If that shutdown includes resetting the time clocks to automatically clock out everyone, you may be courting a lawsuit. That’s because if employees sometimes work later than the automatic reset, they won’t get paid for every minute worked. That violates the Fair Labor Standards Act.
A better approach: Make it standard practice for a manager to verify that everyone is out of the building and clocked out before leaving for the night.
Recent case: Marcus and several other workers at a Chipotle restaurant sued over unpaid wages, including alleged unpaid overtime. They claimed that a nationwide company policy encouraged off-the-clock work by tying managers’ bonuses to meeting targets for the number of hours employees worked. They argued that some managers told employees to clock out but keep working. They also said that the company’s time clocks automatically reset at 12:30 a.m., essentially clocking out anyone who was still working.

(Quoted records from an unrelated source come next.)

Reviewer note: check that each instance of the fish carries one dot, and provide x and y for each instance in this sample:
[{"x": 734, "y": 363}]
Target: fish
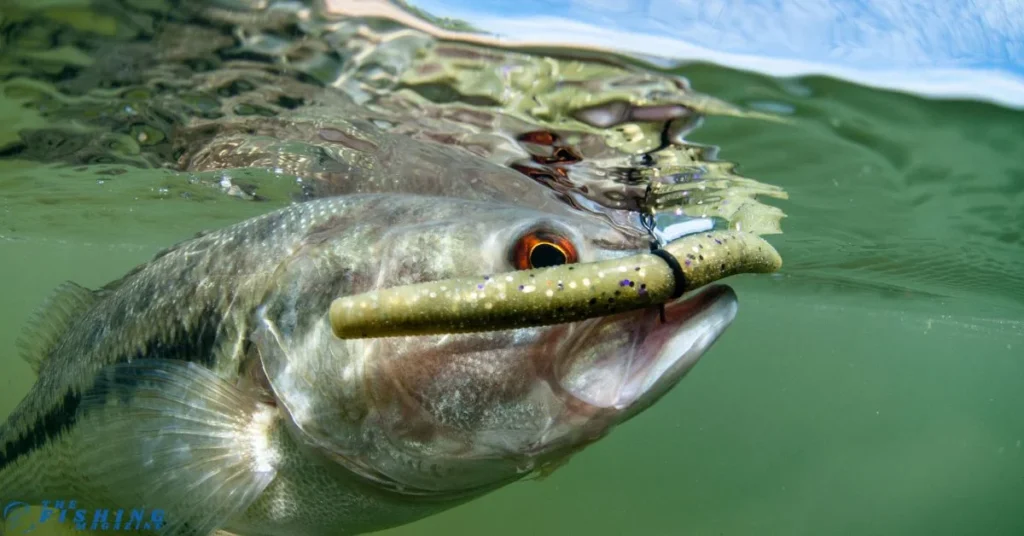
[{"x": 208, "y": 382}]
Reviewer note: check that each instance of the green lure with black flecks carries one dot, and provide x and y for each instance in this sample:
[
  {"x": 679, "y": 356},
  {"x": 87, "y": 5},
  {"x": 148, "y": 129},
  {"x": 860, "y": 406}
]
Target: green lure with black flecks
[{"x": 552, "y": 295}]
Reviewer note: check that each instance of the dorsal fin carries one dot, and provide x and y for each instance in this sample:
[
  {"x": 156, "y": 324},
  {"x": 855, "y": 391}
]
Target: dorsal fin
[{"x": 44, "y": 329}]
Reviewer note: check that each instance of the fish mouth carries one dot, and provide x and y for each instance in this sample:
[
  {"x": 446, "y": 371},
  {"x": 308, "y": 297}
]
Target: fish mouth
[{"x": 629, "y": 361}]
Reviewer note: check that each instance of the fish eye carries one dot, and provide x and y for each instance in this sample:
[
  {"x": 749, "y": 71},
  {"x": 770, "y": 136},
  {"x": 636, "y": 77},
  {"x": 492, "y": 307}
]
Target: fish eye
[{"x": 542, "y": 249}]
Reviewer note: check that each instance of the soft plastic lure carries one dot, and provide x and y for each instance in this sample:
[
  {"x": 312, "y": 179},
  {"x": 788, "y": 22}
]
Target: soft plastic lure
[{"x": 556, "y": 294}]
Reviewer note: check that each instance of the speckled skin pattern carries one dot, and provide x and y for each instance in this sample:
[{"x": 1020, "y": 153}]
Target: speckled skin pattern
[{"x": 331, "y": 436}]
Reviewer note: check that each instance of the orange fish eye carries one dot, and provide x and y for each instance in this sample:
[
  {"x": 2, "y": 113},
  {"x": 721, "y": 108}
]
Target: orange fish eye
[{"x": 541, "y": 249}]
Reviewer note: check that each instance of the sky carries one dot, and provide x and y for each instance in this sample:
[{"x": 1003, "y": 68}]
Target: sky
[{"x": 943, "y": 48}]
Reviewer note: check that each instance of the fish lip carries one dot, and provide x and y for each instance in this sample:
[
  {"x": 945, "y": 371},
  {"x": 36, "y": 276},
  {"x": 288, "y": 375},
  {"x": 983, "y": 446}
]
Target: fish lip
[{"x": 669, "y": 341}]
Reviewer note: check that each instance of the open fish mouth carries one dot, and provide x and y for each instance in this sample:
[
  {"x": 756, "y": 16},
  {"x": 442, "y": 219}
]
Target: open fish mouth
[{"x": 665, "y": 343}]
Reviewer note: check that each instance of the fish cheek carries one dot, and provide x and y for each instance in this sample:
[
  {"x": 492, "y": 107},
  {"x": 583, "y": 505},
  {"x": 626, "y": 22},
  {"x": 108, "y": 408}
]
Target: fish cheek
[{"x": 455, "y": 389}]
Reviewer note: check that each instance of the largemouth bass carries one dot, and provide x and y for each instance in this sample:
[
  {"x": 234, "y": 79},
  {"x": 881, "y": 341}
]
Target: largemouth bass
[{"x": 208, "y": 382}]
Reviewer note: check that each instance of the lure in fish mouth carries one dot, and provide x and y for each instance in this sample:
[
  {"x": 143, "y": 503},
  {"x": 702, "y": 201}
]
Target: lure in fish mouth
[
  {"x": 247, "y": 378},
  {"x": 504, "y": 346}
]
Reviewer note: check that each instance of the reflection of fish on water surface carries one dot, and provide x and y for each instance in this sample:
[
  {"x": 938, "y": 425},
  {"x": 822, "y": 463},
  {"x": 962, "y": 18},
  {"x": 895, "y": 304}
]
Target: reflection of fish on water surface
[{"x": 209, "y": 380}]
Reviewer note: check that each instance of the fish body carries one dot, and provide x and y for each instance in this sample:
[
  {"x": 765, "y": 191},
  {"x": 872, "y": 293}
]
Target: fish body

The court wouldn’t allow the nationwide off-the-clock policy claim, but did give the go-ahead for the automatic time clock reset collective action. The restaurant will now have to defend claims that employees worked past their automatic clock out. (Harris v. Chipotle Mexican Grill, No. 13-CV-1719, DC MN, 2014)
Final note: Don’t forget that the Department of Labor now offers a free smartphone app to help employees track their hours and compare their paycheck figures to what the app says they are owed. It automatically calculates what the regular and overtime figures should be after employees start and stop the app as they work.